The Minister contended that there had been a lack of new-build social housing in the Arun District over the last few years.  She also suggested that there had been a lack of progress by Arun District Council in allocating land for new housing generally.  Mr Gibb pointed out that Arun had in fact, in its draft Local Development Framework (LDF), identified sites for 9,500 homes but that the additional 2,000 units demanded by the Inspector has resulted in inevitable delays to the finalisation of the LDF.

Mr Herbert pointed out that Arun District Council had recently written to the Minister clarifying the Council's position regarding land allocation and the LDF, pointing out that it had identified sites which would provide affordable housing in locations which would be more sustainable and deliverable than Ford.

Mr Herbert highlighted the serious inadequacy of local transport infrastructure, particularly congestion on the A259 and A27 and the lack of an Arundel bypass.  He pointed to the poor public transport available in the villages in the area and the rural setting of the proposed eco-town which would inevitably mean that most residents would require a car.

Mr Herbert said that his fundamental objection to the eco-town was that the local democratic processes were being circumvented.  He argued that local councillors were in the best position to make difficult judgements about where new housing should be built.

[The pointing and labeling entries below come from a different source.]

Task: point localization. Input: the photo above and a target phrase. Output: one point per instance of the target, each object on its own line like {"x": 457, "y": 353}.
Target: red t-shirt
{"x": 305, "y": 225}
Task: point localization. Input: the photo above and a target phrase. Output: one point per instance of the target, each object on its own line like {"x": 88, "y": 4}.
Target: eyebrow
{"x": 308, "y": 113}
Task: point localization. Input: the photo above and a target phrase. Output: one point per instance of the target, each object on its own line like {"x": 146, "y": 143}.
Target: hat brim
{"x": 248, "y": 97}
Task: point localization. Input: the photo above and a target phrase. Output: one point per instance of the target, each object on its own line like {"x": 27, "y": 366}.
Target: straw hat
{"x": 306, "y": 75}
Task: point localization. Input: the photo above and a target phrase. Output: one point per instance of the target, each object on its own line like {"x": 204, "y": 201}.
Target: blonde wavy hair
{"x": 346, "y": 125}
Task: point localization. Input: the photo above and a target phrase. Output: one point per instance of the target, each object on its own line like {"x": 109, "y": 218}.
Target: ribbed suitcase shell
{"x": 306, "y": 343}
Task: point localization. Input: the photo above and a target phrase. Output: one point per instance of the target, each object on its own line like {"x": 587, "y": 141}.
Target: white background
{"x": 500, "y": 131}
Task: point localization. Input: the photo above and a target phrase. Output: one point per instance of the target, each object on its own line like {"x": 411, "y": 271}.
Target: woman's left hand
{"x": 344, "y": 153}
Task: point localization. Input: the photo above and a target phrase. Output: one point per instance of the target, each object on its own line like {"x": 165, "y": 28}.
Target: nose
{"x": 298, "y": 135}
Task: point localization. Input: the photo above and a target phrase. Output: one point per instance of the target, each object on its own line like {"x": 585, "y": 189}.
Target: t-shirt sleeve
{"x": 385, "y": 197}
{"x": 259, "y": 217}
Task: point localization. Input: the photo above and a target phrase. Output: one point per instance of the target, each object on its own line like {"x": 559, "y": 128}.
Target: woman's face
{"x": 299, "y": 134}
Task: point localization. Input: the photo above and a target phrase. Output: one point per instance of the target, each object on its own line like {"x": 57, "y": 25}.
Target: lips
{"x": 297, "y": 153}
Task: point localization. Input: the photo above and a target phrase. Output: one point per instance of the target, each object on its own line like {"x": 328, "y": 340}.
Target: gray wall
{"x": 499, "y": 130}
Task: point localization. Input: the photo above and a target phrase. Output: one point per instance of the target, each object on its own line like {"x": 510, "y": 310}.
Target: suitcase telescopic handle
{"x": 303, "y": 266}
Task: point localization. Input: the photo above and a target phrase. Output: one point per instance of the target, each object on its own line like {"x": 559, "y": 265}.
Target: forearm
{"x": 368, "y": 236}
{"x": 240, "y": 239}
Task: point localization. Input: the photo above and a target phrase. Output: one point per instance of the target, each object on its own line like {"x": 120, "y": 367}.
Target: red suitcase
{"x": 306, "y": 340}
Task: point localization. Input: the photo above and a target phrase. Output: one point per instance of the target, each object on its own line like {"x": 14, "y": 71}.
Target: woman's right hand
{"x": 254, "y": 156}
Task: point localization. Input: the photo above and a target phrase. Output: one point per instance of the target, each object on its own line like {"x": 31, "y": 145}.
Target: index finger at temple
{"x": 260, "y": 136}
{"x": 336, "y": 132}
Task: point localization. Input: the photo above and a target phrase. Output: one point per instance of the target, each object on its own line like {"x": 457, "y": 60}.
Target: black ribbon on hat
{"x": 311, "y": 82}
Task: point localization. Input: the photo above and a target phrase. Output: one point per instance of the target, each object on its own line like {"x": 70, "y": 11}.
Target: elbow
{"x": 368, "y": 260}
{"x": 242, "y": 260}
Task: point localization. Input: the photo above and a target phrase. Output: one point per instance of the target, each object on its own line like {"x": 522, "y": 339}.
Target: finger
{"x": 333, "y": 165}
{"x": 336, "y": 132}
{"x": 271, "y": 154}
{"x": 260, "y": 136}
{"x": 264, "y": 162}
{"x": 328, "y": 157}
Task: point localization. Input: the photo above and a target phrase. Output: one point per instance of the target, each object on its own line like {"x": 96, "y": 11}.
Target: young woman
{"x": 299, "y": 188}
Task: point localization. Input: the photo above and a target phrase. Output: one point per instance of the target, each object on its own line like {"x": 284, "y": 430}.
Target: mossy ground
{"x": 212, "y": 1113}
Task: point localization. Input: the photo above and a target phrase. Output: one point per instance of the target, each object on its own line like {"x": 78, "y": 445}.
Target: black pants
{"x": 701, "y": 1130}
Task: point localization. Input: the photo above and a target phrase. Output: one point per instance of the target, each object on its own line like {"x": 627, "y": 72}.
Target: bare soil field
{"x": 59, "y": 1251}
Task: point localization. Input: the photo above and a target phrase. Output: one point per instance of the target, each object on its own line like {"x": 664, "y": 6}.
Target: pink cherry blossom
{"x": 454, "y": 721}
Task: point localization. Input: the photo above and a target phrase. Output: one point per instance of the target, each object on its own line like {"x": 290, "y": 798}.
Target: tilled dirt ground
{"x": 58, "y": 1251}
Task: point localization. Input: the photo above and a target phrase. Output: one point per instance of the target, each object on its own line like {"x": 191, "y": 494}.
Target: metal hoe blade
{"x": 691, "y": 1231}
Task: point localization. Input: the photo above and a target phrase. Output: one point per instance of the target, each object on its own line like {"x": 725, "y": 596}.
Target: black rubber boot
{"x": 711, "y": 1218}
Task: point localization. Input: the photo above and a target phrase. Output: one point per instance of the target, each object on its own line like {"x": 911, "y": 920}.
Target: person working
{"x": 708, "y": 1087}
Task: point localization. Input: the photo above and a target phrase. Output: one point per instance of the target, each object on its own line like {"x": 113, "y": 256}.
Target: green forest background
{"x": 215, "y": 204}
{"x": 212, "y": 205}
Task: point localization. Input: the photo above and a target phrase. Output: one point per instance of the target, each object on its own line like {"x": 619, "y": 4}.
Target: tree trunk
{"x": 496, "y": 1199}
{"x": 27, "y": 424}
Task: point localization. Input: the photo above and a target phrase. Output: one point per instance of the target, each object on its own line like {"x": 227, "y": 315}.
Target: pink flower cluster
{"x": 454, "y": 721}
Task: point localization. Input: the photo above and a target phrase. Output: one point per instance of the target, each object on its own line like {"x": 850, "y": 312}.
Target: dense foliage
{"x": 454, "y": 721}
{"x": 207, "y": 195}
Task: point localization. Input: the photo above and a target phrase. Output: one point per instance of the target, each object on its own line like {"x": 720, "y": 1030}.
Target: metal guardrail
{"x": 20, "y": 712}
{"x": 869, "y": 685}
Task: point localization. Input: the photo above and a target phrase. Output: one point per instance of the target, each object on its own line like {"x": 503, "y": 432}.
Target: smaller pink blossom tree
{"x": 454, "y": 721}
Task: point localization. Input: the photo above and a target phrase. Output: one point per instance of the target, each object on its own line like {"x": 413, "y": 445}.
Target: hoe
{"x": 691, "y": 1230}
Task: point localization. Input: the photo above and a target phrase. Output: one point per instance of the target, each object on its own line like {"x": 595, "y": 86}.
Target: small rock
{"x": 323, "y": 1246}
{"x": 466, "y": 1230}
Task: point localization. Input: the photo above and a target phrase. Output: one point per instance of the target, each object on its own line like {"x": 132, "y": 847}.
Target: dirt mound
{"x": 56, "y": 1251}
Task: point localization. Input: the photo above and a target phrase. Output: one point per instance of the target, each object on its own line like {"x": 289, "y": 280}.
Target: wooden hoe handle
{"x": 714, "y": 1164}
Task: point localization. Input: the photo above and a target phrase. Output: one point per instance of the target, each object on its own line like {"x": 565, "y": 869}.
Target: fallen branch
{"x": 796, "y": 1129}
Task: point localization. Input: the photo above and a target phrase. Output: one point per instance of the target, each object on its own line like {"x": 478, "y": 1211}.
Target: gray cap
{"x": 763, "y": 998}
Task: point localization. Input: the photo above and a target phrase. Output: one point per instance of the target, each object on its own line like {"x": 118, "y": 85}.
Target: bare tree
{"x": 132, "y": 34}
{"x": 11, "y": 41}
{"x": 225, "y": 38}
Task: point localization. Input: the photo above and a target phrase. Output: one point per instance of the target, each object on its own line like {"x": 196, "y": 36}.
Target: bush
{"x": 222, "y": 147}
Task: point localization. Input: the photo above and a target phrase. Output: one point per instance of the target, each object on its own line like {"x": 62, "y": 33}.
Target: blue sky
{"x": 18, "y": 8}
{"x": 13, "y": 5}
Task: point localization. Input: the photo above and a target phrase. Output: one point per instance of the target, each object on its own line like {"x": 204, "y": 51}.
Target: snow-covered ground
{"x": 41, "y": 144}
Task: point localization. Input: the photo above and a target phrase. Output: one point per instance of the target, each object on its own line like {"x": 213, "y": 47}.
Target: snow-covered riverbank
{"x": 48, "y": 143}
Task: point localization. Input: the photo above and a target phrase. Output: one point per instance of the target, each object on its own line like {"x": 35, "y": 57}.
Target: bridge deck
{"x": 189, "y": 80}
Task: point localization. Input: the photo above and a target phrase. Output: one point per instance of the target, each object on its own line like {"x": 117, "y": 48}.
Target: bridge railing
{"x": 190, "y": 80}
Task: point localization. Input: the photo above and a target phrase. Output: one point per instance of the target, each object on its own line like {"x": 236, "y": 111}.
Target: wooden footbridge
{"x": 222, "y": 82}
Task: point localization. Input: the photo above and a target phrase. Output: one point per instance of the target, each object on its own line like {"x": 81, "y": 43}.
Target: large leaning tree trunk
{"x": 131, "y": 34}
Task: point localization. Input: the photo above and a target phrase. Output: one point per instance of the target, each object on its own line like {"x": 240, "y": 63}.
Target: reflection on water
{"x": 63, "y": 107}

The Minister said she intended to visit the area, possibly during the week beginning 28 July, spending half a day in Arun, visiting the site, meeting developers, campaigners and the key people at Arun District Council.  The MPs said that they would welcome the visit and the opportunity for the Minister to see for herself that the site was almost wholly greenfield land, adjacent to villages and would have a fundamental impact on the character of the local area.

Following the meeting, Mr Herbert commented: "I was glad to have the opportunity to discuss these issues with the Minister and to put to her directly the strong concerns of local people.  The Minister kept referring to 'the airfield' and it was clear to me that she does not appreciate the rural and greenfield nature of the Ford site.  I hope that, when she visits the area, she will see for herself that Ford really isn't an appropriate place to build an eco-town."

Mr Gibb said: "Meeting the Minister face to face gave us the opportunity to tell her about the damage such a development would do to tourism in the area, to the already congested roads and to hundreds of acres of quality food-producing farmland.  I just hope she is listening."